紫陽花に翻弄される初心な男の話

 稲田の水鏡がすっかり緑に覆われる初夏のころ、ぼくは彼女のことを思い出す。とはいえ彼女は青々と素直に伸びる稲とは似ても似つかない。自在に色を変える紫陽花のような女性だった。


 ぼくの前に初めて現れた彼女は、淡い水色の紫陽花が似合う清楚な雰囲気を纏っていた。図書館で、たまたま同じ本を手に取ろうとしたというベタな出会いだ。そこで意気投合したぼくらは、会うたびに読書テラスのソファに隣り合って腰かけ、本の感想を語りあうようになった。鈴が転がるような声は心地よく、桜色の唇が紡ぐ言葉の数々は和やかながら軽妙に富む。彼女がこちらを覗きこむように小首をかしげるとつややかな黒髪がさらりと流れ、ふわりとサボンが香る。レトロな白襟のワンピースがよく似合う文学少女を前に、ぼくはあっという間に恋に落ちてしまったのだ。

 だから、偶然にも街中で彼女を見かけたときはショックを受けた。

 真っ赤なスカートの裾から煽情的なあしが伸び、歩くたびに高い位置で結われた巻き髪が軽やかに揺れる。大胆に露出した肩でいかつい男に寄り添い腕を絡める。石榴ざくろのような唇では情熱的な愛でも囁いているのだろうか。

 初めは自分の勘違いかもしれない思った。けれども、下がり気味の目尻にあるほくろと片方だけできる笑窪えくぼが、確かに彼女であると物語っていた。
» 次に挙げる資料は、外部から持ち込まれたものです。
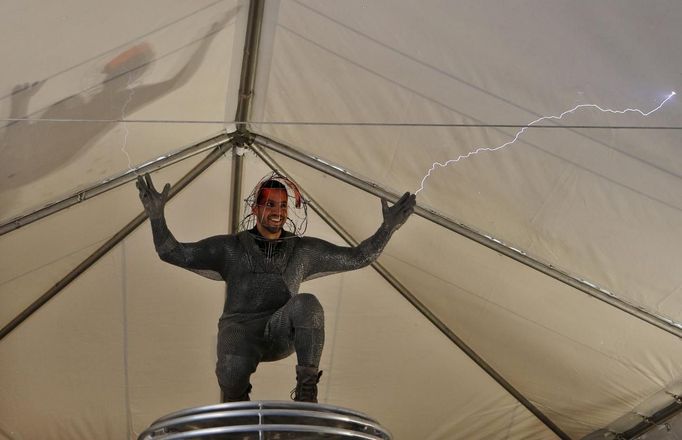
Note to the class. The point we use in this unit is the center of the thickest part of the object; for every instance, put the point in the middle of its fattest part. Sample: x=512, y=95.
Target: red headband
x=297, y=194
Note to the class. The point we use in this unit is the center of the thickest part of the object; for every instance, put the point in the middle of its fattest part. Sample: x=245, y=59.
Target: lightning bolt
x=523, y=130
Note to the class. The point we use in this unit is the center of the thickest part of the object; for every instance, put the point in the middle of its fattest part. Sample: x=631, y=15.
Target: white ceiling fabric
x=383, y=89
x=578, y=199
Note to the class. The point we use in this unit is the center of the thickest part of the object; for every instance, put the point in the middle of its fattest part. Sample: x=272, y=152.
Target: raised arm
x=322, y=257
x=205, y=257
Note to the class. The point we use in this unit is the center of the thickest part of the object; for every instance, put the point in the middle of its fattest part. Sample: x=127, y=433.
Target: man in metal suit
x=265, y=318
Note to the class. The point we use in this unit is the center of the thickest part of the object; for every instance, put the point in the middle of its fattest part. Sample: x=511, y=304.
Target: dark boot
x=306, y=384
x=244, y=397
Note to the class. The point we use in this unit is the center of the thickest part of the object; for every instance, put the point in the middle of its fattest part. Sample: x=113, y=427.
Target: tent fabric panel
x=63, y=368
x=115, y=354
x=384, y=358
x=38, y=255
x=405, y=76
x=174, y=72
x=602, y=359
x=172, y=312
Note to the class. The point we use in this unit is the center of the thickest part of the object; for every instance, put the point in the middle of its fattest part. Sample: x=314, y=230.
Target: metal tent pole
x=246, y=86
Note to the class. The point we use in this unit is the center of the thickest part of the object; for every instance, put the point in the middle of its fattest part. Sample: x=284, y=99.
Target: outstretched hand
x=396, y=215
x=152, y=200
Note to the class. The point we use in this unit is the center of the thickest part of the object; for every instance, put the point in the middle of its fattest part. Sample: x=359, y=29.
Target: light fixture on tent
x=266, y=420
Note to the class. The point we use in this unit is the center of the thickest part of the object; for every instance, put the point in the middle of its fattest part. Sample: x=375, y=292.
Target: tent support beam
x=439, y=219
x=247, y=82
x=424, y=310
x=656, y=419
x=113, y=182
x=112, y=242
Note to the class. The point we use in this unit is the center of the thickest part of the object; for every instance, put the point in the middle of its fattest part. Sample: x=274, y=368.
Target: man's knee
x=233, y=374
x=307, y=311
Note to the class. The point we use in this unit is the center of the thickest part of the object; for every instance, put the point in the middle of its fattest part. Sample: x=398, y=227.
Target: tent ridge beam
x=423, y=309
x=489, y=242
x=111, y=183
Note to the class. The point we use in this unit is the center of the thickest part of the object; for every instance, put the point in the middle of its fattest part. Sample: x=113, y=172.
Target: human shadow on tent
x=32, y=149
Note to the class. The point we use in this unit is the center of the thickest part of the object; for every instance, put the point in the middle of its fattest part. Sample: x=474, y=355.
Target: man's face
x=271, y=211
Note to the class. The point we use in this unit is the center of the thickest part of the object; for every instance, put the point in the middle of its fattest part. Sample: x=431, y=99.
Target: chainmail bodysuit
x=264, y=317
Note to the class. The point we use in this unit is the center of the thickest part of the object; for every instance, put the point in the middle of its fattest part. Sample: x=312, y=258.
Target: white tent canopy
x=534, y=294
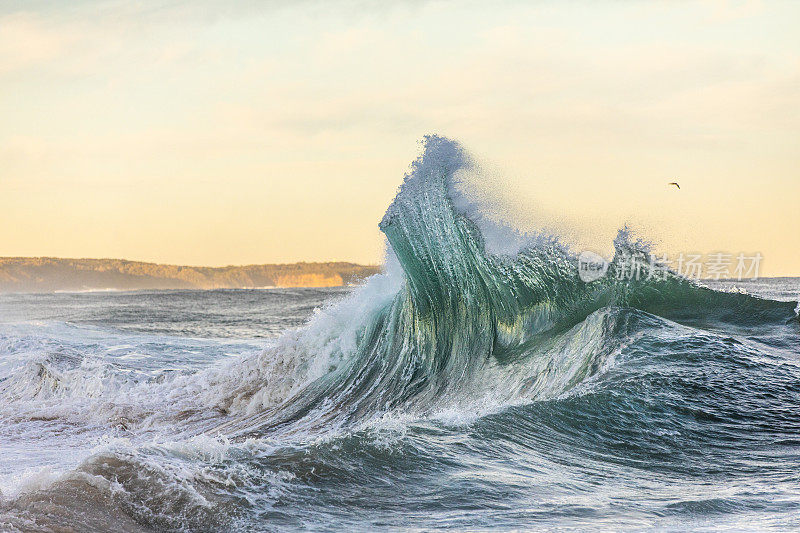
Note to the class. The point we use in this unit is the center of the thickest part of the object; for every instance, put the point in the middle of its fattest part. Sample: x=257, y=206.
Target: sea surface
x=465, y=387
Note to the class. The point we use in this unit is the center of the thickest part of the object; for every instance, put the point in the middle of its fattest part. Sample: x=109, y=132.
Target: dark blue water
x=460, y=389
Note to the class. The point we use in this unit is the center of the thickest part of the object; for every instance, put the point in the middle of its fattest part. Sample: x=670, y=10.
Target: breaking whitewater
x=476, y=383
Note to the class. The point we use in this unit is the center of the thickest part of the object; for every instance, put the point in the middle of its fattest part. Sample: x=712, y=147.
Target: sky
x=206, y=133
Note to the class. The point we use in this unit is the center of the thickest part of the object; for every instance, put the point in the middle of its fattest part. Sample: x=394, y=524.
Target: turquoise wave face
x=467, y=325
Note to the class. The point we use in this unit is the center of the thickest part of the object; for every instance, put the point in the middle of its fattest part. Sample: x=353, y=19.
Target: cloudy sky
x=200, y=133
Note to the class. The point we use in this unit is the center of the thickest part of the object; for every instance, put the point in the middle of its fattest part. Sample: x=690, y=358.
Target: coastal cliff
x=48, y=274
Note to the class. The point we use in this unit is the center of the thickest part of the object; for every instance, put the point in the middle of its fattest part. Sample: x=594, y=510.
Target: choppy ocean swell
x=476, y=383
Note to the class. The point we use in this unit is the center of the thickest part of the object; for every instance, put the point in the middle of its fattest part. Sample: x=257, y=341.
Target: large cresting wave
x=452, y=324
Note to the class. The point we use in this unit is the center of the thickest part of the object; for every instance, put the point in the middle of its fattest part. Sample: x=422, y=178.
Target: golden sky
x=200, y=133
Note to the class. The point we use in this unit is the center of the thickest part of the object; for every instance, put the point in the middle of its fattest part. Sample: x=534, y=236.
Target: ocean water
x=476, y=384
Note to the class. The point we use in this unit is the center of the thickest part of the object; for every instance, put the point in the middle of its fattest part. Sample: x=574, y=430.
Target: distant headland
x=49, y=274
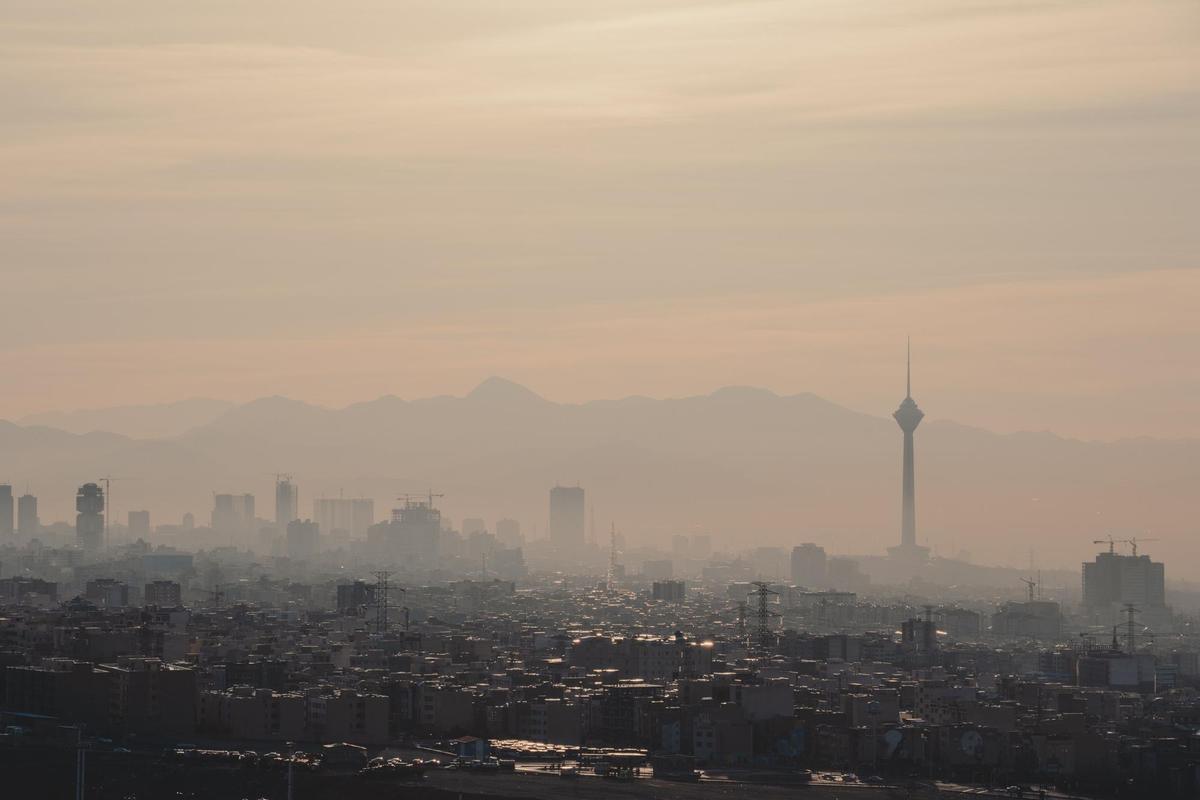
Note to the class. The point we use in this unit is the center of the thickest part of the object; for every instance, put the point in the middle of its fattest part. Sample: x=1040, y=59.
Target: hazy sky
x=335, y=200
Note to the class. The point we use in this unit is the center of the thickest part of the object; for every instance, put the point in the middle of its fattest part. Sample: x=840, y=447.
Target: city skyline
x=1007, y=182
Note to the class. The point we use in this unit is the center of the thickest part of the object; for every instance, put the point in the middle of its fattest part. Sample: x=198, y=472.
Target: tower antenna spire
x=909, y=371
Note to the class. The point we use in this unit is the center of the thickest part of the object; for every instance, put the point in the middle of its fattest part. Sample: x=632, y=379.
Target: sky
x=340, y=200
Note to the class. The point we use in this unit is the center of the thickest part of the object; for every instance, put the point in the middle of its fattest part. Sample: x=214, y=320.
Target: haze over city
x=677, y=398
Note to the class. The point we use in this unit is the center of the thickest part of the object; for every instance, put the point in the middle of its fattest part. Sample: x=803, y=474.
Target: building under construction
x=1115, y=581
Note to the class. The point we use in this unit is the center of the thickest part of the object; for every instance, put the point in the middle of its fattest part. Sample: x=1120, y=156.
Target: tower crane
x=1133, y=543
x=1030, y=584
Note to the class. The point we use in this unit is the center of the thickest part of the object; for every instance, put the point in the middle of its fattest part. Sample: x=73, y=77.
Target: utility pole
x=612, y=557
x=1131, y=625
x=382, y=600
x=763, y=593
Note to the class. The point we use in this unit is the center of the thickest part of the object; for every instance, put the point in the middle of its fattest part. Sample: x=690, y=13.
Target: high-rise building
x=287, y=501
x=139, y=524
x=90, y=517
x=473, y=525
x=1114, y=579
x=681, y=547
x=909, y=416
x=508, y=533
x=673, y=591
x=809, y=566
x=233, y=513
x=567, y=528
x=343, y=517
x=28, y=523
x=5, y=510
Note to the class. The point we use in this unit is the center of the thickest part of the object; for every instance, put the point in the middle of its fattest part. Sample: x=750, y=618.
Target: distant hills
x=135, y=421
x=745, y=464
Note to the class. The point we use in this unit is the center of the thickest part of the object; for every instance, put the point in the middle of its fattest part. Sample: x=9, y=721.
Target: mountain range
x=744, y=464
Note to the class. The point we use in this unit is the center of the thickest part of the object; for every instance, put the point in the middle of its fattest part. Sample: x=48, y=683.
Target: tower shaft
x=909, y=511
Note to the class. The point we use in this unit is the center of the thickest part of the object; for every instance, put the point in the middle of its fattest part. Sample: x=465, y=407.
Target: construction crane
x=217, y=594
x=1131, y=626
x=430, y=495
x=1133, y=543
x=108, y=500
x=1030, y=584
x=762, y=593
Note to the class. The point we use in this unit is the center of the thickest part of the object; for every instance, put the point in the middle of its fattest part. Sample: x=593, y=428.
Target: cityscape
x=412, y=648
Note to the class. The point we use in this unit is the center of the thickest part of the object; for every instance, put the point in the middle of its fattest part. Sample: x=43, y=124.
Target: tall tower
x=567, y=515
x=909, y=416
x=287, y=501
x=6, y=510
x=90, y=519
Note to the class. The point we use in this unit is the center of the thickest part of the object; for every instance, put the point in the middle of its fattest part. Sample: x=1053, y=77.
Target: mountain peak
x=502, y=390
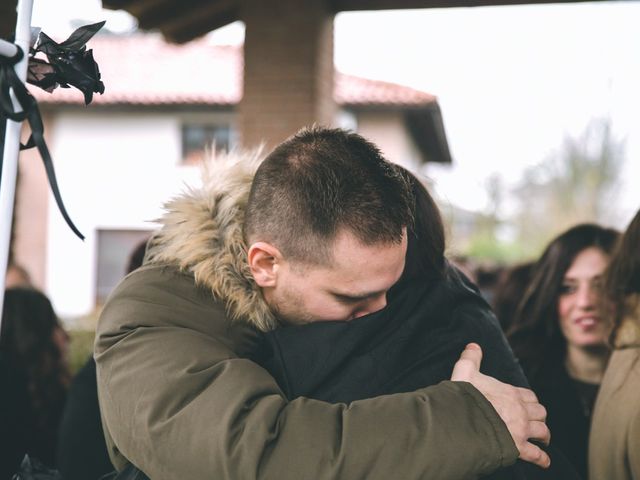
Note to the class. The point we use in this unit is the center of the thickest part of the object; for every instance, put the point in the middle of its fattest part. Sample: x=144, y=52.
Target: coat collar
x=201, y=233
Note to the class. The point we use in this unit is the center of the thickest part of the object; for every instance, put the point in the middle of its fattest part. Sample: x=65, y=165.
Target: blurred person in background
x=509, y=291
x=82, y=451
x=559, y=334
x=17, y=276
x=614, y=448
x=34, y=377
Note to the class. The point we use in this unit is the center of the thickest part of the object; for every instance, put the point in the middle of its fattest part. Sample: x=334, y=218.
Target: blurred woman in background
x=559, y=335
x=614, y=448
x=34, y=376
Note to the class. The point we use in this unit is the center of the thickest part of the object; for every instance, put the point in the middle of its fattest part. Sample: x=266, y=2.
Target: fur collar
x=201, y=233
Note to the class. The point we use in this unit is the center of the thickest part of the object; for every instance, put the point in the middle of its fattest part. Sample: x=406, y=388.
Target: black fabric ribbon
x=30, y=112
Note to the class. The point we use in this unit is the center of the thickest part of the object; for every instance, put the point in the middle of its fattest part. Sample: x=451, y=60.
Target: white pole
x=12, y=146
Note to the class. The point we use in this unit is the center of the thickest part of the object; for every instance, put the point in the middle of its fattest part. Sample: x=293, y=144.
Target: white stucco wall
x=387, y=130
x=115, y=171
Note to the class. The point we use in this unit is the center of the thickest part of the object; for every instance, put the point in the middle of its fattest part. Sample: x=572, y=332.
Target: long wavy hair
x=535, y=334
x=622, y=277
x=425, y=235
x=27, y=344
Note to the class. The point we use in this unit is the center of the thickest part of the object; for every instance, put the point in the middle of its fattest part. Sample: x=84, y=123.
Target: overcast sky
x=511, y=81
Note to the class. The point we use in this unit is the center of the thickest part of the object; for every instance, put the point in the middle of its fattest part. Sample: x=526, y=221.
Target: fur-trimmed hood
x=201, y=233
x=628, y=332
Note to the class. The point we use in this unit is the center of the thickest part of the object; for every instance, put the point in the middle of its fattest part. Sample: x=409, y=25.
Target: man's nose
x=373, y=305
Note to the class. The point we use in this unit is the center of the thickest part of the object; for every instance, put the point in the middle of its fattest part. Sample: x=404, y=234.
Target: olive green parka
x=180, y=400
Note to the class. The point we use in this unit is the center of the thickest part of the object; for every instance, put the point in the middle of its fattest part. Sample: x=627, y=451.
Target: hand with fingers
x=518, y=407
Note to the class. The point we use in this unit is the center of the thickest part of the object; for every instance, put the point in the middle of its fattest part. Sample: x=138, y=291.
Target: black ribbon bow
x=70, y=64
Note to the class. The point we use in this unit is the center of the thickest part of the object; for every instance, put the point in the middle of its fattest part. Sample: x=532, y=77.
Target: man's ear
x=264, y=261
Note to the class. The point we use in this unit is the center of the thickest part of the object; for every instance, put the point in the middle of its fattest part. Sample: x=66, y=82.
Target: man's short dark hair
x=322, y=181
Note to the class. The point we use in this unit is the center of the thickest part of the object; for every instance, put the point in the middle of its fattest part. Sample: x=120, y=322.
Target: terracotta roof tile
x=146, y=70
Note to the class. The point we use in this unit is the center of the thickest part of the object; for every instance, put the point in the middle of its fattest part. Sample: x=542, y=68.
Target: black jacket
x=412, y=343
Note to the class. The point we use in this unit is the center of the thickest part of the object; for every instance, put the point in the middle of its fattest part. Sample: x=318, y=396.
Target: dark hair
x=27, y=344
x=623, y=274
x=536, y=334
x=509, y=291
x=136, y=257
x=321, y=181
x=425, y=238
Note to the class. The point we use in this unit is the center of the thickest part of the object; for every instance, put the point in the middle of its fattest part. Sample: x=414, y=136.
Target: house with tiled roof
x=139, y=143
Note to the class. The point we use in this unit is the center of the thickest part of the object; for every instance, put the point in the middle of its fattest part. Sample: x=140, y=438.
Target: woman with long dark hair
x=559, y=334
x=34, y=376
x=614, y=448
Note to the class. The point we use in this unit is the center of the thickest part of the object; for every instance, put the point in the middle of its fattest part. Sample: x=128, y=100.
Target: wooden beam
x=198, y=23
x=351, y=5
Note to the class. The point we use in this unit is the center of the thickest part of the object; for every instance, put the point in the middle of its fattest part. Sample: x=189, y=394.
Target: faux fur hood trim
x=201, y=233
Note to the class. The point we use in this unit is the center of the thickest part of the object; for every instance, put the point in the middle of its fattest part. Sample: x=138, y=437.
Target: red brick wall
x=288, y=75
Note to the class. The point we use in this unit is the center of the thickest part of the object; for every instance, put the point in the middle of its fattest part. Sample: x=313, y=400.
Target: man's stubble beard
x=288, y=307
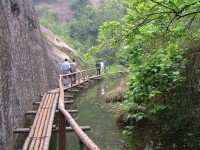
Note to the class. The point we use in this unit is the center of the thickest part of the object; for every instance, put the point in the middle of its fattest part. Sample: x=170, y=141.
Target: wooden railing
x=64, y=115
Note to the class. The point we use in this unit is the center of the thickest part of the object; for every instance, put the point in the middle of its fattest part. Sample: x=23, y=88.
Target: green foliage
x=150, y=39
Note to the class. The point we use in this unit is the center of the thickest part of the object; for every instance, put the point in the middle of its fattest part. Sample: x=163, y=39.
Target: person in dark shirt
x=74, y=69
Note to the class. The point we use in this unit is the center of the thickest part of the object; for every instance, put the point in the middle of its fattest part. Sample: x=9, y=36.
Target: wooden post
x=84, y=77
x=78, y=78
x=71, y=83
x=62, y=134
x=82, y=147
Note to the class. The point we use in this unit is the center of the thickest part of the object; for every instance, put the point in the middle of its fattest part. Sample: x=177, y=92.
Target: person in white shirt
x=65, y=69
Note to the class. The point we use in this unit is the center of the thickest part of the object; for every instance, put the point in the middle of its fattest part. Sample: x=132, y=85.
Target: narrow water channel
x=96, y=113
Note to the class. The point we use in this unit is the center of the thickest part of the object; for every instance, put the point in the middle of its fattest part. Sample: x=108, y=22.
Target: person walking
x=74, y=69
x=98, y=67
x=65, y=69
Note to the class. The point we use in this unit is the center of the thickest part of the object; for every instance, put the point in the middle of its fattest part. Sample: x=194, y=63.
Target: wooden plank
x=46, y=123
x=68, y=129
x=33, y=112
x=28, y=139
x=66, y=102
x=35, y=137
x=68, y=96
x=49, y=128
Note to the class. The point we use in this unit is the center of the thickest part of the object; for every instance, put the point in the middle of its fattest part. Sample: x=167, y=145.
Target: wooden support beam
x=33, y=112
x=73, y=90
x=80, y=86
x=68, y=129
x=68, y=96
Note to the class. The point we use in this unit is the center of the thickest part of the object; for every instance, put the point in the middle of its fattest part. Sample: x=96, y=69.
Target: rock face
x=27, y=66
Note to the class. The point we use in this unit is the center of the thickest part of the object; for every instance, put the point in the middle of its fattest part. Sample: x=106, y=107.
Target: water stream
x=104, y=132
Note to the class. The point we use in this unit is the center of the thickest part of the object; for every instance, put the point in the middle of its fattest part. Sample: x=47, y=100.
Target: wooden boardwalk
x=40, y=133
x=42, y=128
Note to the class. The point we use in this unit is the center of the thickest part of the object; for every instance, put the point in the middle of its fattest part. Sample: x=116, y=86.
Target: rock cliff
x=28, y=67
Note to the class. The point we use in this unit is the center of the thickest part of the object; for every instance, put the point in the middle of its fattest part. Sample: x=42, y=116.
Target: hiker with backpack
x=74, y=69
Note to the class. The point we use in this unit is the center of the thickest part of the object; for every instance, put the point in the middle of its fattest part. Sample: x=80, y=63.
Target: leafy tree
x=151, y=37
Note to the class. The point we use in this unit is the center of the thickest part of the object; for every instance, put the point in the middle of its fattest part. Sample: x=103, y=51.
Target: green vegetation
x=158, y=40
x=82, y=32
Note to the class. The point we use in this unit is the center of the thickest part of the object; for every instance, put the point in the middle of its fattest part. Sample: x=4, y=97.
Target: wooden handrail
x=79, y=132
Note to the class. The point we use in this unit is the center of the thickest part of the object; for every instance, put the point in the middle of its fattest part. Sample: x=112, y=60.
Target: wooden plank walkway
x=40, y=133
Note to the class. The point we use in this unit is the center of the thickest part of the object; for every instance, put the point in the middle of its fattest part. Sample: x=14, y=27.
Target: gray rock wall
x=26, y=65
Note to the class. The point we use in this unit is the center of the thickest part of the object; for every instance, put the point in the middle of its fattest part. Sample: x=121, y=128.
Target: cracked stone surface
x=28, y=68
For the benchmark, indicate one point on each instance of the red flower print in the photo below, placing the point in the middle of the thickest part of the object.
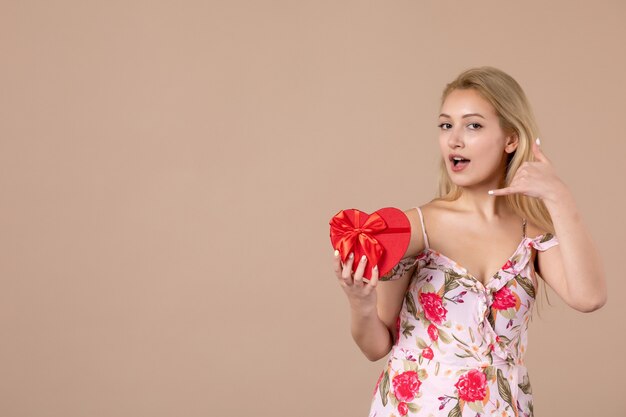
(508, 265)
(427, 353)
(503, 299)
(472, 386)
(406, 385)
(403, 409)
(433, 308)
(433, 332)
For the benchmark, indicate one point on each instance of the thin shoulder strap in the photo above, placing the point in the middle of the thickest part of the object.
(423, 227)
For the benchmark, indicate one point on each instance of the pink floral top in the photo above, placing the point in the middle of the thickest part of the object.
(460, 344)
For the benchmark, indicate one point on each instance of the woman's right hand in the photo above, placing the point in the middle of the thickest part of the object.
(361, 294)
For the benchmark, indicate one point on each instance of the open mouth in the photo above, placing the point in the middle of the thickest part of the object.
(458, 161)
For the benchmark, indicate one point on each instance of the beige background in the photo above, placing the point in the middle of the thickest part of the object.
(168, 171)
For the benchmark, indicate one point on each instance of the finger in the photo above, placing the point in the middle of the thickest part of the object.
(374, 279)
(337, 264)
(358, 274)
(503, 191)
(346, 274)
(538, 152)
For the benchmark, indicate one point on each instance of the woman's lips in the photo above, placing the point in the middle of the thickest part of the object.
(459, 165)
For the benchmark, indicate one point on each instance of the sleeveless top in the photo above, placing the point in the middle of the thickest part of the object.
(459, 345)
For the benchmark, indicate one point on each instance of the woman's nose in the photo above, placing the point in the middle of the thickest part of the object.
(455, 139)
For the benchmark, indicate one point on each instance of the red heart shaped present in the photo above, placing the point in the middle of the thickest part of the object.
(382, 236)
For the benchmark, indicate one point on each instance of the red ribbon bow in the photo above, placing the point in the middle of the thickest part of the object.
(349, 235)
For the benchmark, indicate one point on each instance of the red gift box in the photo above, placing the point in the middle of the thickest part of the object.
(382, 236)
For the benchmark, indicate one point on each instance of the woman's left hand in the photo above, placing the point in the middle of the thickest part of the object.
(535, 179)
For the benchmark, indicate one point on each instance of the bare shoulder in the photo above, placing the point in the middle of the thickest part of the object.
(417, 243)
(532, 230)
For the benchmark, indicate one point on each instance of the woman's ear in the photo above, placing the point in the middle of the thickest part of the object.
(512, 141)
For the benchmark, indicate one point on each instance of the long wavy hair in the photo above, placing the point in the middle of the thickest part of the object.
(516, 116)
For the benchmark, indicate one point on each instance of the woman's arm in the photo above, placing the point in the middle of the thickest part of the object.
(573, 268)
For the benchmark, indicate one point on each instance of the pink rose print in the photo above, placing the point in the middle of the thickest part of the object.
(406, 385)
(433, 308)
(472, 386)
(433, 332)
(427, 353)
(403, 409)
(503, 299)
(508, 265)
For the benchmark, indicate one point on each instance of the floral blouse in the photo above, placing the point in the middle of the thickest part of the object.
(460, 345)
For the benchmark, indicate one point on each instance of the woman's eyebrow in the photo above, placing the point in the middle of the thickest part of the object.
(464, 116)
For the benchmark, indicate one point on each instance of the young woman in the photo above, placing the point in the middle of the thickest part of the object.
(454, 312)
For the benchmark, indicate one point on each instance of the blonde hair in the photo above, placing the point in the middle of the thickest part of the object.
(516, 116)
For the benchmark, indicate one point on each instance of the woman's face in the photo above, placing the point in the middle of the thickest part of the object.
(470, 128)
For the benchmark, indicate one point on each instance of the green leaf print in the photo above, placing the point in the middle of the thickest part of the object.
(410, 304)
(504, 388)
(407, 329)
(525, 385)
(450, 282)
(526, 284)
(414, 408)
(422, 374)
(456, 411)
(421, 343)
(384, 388)
(490, 372)
(444, 336)
(476, 406)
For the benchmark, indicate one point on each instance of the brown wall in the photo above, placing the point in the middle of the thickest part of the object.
(168, 170)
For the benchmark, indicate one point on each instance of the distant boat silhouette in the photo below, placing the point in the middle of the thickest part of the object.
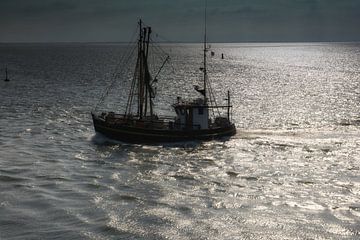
(6, 77)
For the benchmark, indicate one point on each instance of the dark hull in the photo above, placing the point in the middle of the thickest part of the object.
(146, 135)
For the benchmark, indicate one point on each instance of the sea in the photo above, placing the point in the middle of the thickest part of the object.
(292, 171)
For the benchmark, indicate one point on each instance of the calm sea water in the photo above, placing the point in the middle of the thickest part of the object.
(291, 172)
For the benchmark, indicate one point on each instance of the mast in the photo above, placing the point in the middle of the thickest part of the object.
(140, 83)
(6, 78)
(205, 50)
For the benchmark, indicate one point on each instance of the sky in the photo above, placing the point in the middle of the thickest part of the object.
(180, 20)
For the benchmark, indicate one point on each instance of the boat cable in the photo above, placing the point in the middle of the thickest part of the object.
(119, 69)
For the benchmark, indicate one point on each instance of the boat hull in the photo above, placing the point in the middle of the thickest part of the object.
(132, 134)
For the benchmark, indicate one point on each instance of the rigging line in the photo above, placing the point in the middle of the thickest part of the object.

 その日だけではない。図書館の外で目にする彼女は、そのときどきで雰囲気も隣にいる男もまるで違う。フリルたっぷりのロリータ服にツインテール、隣には気取ったサブカル男。体のラインを強調した黒のパーティードレスのときは、スタイリッシュなスーツを着こなす生真面目そうな男を伴って。またあるときはグラスコード付きの丸メガネに中性的なパンツスタイルで、世捨て人じみた無精ひげ男の隣を颯爽と歩く。

 情熱の赤、可憐なピンク、妖艶な紫、クールな青。そのどれもが彼女の素顔であり、あるいは何ひとつ本当のことなんて無かったのかもしれない。


 問い詰める気になどなれなかった。そうすることで、ぼくの目の前から彼女がいなくなってしまうことのほうがよほど怖かったのだ。

 しかし、ぼくのちっぽけな自尊心は溜飲を下げろとうるさくて、彼女を郊外の紫陽花園へと誘う。初めて二人で図書館の外へ出かけた。

 小高い丘の一面には盛りを迎えた紫陽花が咲き誇り、梅雨の合間の青空によく映える。大型の観光バスが到着すると、丘の裾野は観光客であふれる。その雑踏に紛れて、

「君は、まるで紫陽花のようだね」

 と、愛情に嫉妬と皮肉を混ぜた言葉を投げかけた。彼女は肯定も否定もせず、ぼくのよく知っている清楚な笑顔を浮かべた。その瞳の奥で彼女が何を考えていたのかはわからない。

 結局、彼女は僕の前から姿を消した。連絡先はすべて不通。その後何度図書館へ行こうとも、二度と会うことは無かった。


 あのとき彼女と訪れた紫陽花園に、ぼくはひとりで未練がましく足を運ぶ。丘を覆う色とりどりの紫陽花はあの日と同じように綺麗で、ぼくを魅了して離さない。

 雨上がりの青空は高く澄んでいる。湿った散策路を登り、丘の頂上を目指した。

 吹き抜ける風が汗ばむ肌に気持ち良い。観光客の雑踏は遥か下。上から見おろす紫陽花も、悲しいほどに美しかった。

 ひときわ美しく咲く淡い水色の紫陽花。その影から彼女が顔を覗かせるのではないかと無意味な期待が胸を支配する。葉の擦れる軽やかな音が、まるで彼女が耳元で囁いている声のように聞こえる。花に触れたところでひんやりと冷たく、顔を寄せても香りはしない。ここに彼女の面影などあるはずもないということはわかっている。それでも求めずにはいられない。

 ふと紫陽花の足元に視線を落とすと、名も知らぬちっぽけな雑草が風に揺れていた。それが手を振り別れを告げるようにも、また、激しくかぶりを振り未練を断ち切ろうと苦悩する様子にも見えた。ぼくはいつまで彼女の幻にりつかれているのだろう。